October 18, 2011
Vertica Community Edition
The press release announcing Vertica’s Community Edition is a bit vague. And indeed, much of what I know about Vertica Community Edition is along the lines of “This is what I think will happen, but of course it could still change.” That said, I believe:
- Vertica Community Edition has all of regular Vertica’s features. However …
- … HP Vertica reserves the right to open a feature gap in future releases.
- The license restriction on Vertica Community Edition is that you’re limited to 1 terabyte of data, and 3 nodes. I imagine that’s for one production copy, and you’re perfectly free to also set up mirrors for test, development, disaster recovery, and so on. However …
- … HP Vertica would be annoyed if you stuck a free copy of Vertica on each of 50 nodes and managed the whole thing via, say, Hadapt.
- HP Vertica plans to be very generous with true academic researchers, suspending or waiving limits on database size and node count. Not coincidentally, Vertica Community Edition is being announced at XLDB, where Vertica is also a top-level sponsor. (I introduced Vertica and XLDB’s Jacek Becla to each other as soon as I heard about Vertica’s Community Edition plans.)
- The only support available for Vertica Community Edition is through forums. This could change.
I’m a big supporter of the Vertica Community Edition idea, for four reasons:
- It should now be easier to download and evaluate Vertica.
- Vertica Community Edition could be a big help to academic researchers.
- Vertica could now be more appealing to some of the “Omigod, we’re outgrowing Oracle Standard Edition and we don’t want to pay up for Oracle Enterprise Edition/Exadata” crowd.
- People are under the impression that what Vertica actually charges today resembles its long-ago list prices. This announcement may help puncture Vertica’s outdated pricing image.
Comments
7 Responses to “Vertica Community Edition”
Leave a Reply
[…] You can put >1 petabyte into [name redacted],* among others; [name redacted]* should be out soon with a generously free offering for academic users. Edit: That would be Vertica. […]
Regarding your bullet:
This would violate the CE license agreement as we do not allow this type of sharding multiple CE databases together through any app tier…
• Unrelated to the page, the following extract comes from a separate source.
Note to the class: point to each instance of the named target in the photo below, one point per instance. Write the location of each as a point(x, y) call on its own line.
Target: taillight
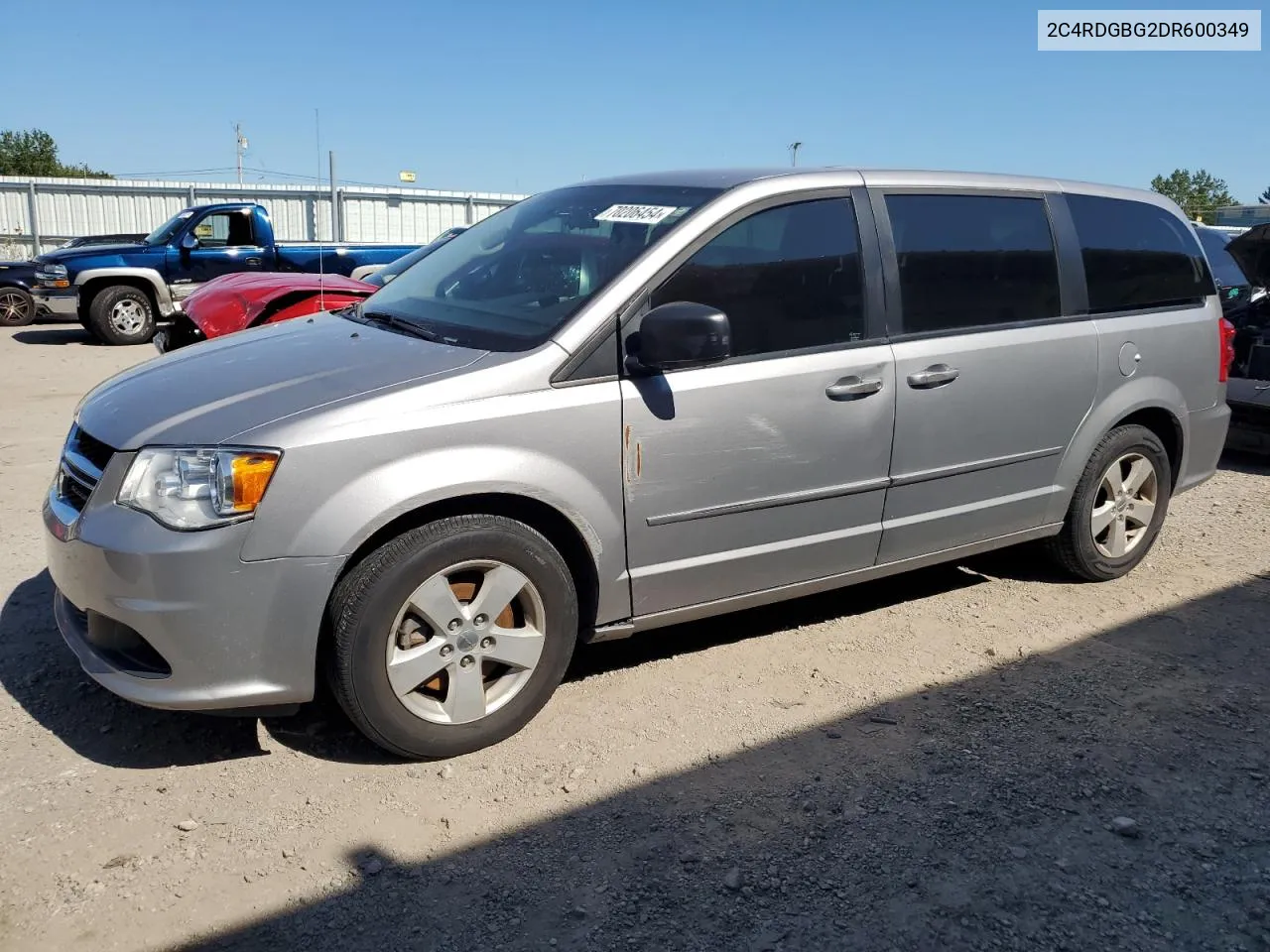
point(1227, 357)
Similar to the point above, multiple CE editions connected for DR is not permitted in the CE version- customers would need the enterprise edition for this. A separate copy for development is permitted.
I am a tad confused, within the limits of < 1 terabytes and <= 3 nodes, can the CE edition be used in production/commercial context ?
Yes, if you’re willing to live with what the 3 node limitation implies for disaster recovery and so on.
So where is it? It’s been almost 3 month since it was announced.
And what is data size (that’s limited to 1TB):
– uncompressed size of all projections
– compressed size of all projections
– uncompressed size of all super projections
– total disk usage by Vertica
– something else?
The data sampled for the estimate is treated as if it had been exported from the database in text format (such as printed from vsql). This means that Vertica evaluates the data type footprint sizes as follows:
vsql is a character-based, interactive, front-end utility that lets you type SQL statements and see the results. It also provides a number of meta-commands and various shell-like features that facilitate writing scripts and automating a variety of tasks.
•Strings and binary types (CHAR, VARCHAR, BINARY, VARBINARY) are counted as their actual size in bytes using UTF-8 encoding.
•Numeric data types are counted as if they had been printed. Each digit counts as a byte, as does any decimal point, sign, or scientific notation. For example, -123.456 counts as eight bytes (six digits plus the decimal point and minus sign).
•Date/time data types are counted as if they had been converted to text, including any hyphens or other separators. For example, a timestamp column containing the value for noon on July 4th, 2011 would be 19 bytes. As text, vsql would print the value as 2011-07-04 12:00:00, which is 19 characters, including the space between the date and the time.
NOTE: Each column has an additional byte for the column delimiter.